Influence of hole, electron, •OH, and O2•– scavengers on the degradation of MB dye after 120 min of visible light irradiation.

Figure 14

Proposed photocatalytic mechanism showing the separation and transfer of photogenerated electron–hole pairs over the GCN–ZnO photocatalyst under visible light irradiation.

Thus, both increased surface area and enhanced visible light absorption ability in the case of the GCN–ZnO0.4 sample can lead to better degradation efficiency toward the MB dye.

Conclusions

The GCN–ZnO composite was prepared in a facile manner and characterized using FTIR, XRD, SEM, energy-dispersive X-ray spectroscopy (EDX), XPS, differential reflectance spectroscopy (DRS), and BET analyses. The strong coordination of ZnO with GCN–pure and partial deterioration of the crystalline structure of GCN–pure on addition of ZnO were indicated by XRD and FTIR analyses. BET and DRS analyses revealed that the GCN–ZnO0.4 composite resulted in an enhanced surface area and visible light absorption ability, leading to increased active sites, photogenerated electron–hole pairs, and reduced frequency of photo-induced charge recombination, which in turn leads to a better photoactivity potential. GCN–ZnO0.4 resulted in an increment in the value of apparent rate constant by 3.2 times over GCN–pure toward degradation of the MB dye and could be further explored for various other environmental applications.

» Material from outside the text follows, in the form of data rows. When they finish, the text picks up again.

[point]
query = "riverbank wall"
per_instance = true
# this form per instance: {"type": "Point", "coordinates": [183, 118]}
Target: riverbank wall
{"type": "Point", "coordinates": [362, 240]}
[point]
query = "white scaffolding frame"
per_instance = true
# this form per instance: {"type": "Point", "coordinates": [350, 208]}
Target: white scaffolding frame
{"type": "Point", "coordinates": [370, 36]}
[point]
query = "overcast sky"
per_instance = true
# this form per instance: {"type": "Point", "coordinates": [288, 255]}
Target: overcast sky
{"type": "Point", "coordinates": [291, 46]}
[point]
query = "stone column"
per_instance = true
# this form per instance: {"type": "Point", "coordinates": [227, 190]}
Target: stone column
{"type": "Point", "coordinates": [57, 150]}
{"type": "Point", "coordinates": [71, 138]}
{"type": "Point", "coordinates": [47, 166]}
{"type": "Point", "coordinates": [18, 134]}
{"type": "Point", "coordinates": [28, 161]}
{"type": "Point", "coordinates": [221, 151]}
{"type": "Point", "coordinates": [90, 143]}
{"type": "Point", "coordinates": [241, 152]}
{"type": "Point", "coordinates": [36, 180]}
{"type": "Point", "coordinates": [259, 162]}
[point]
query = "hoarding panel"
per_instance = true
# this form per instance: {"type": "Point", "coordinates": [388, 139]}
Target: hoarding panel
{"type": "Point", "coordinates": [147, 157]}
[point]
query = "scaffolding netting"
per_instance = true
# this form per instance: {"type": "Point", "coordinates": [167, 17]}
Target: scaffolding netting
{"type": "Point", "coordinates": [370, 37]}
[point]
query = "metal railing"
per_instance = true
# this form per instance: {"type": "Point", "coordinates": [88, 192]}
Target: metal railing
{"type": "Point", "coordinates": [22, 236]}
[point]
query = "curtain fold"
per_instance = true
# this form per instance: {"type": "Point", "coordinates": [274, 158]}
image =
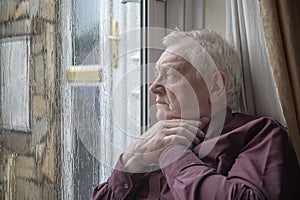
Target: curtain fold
{"type": "Point", "coordinates": [244, 30]}
{"type": "Point", "coordinates": [280, 21]}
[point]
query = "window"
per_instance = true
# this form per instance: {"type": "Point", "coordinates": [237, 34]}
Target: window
{"type": "Point", "coordinates": [102, 89]}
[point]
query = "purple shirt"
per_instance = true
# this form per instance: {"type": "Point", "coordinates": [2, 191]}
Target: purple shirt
{"type": "Point", "coordinates": [252, 159]}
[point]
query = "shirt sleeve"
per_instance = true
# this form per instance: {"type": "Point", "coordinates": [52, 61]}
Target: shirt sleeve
{"type": "Point", "coordinates": [120, 185]}
{"type": "Point", "coordinates": [257, 172]}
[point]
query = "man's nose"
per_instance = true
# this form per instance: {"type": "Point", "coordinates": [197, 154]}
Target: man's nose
{"type": "Point", "coordinates": [157, 88]}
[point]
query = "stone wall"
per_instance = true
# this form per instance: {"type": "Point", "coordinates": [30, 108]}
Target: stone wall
{"type": "Point", "coordinates": [29, 161]}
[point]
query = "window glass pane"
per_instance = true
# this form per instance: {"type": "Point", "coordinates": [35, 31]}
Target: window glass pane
{"type": "Point", "coordinates": [102, 98]}
{"type": "Point", "coordinates": [86, 28]}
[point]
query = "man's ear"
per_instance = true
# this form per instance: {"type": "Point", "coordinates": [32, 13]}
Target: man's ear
{"type": "Point", "coordinates": [218, 87]}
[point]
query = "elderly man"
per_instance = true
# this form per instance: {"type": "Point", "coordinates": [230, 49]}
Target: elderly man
{"type": "Point", "coordinates": [199, 149]}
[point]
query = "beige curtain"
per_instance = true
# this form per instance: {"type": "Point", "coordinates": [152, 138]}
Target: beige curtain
{"type": "Point", "coordinates": [244, 30]}
{"type": "Point", "coordinates": [281, 20]}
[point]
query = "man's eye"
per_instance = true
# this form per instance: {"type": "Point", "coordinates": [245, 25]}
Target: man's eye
{"type": "Point", "coordinates": [170, 76]}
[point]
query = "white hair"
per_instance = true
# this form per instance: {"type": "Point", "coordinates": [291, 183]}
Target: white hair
{"type": "Point", "coordinates": [220, 51]}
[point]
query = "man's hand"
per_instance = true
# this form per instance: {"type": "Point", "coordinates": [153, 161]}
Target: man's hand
{"type": "Point", "coordinates": [146, 150]}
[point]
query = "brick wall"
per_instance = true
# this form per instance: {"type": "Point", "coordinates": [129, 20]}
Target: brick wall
{"type": "Point", "coordinates": [29, 161]}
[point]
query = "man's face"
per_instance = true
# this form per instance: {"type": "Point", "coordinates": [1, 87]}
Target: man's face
{"type": "Point", "coordinates": [180, 94]}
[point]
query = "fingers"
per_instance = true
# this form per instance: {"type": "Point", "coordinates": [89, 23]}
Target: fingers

Experimental and Characterization Details

Zinc carbonate basic dihydrate [ZnCO3]2·[Zn(OH)2]3 and urea (CH4NO) were purchased from Sisco Research Laboratories Pvt. Ltd. and Thermo Fisher Scientific India Pvt. Ltd. respectively. A typical procedure to prepare the GCN–ZnO composite has been reported in Figure . The yellow-colored solid sample was procured and further processed into a fine powder. The samples were labelled as GCN–ZnOx, where x represents the amount of [ZnCO3]2·[Zn(OH)2]3 in mmol put initially in urea (10 g). Table represents the amount of sample obtained in context to synthesized GCN–pure and GCN–ZnOx samples. Pristine GCN (GCN–pure) and ZnO were prepared likewise by directly heating their respective precursors.

Figure 15

Schematic illustration of the synthesis of GCN–ZnOx samples.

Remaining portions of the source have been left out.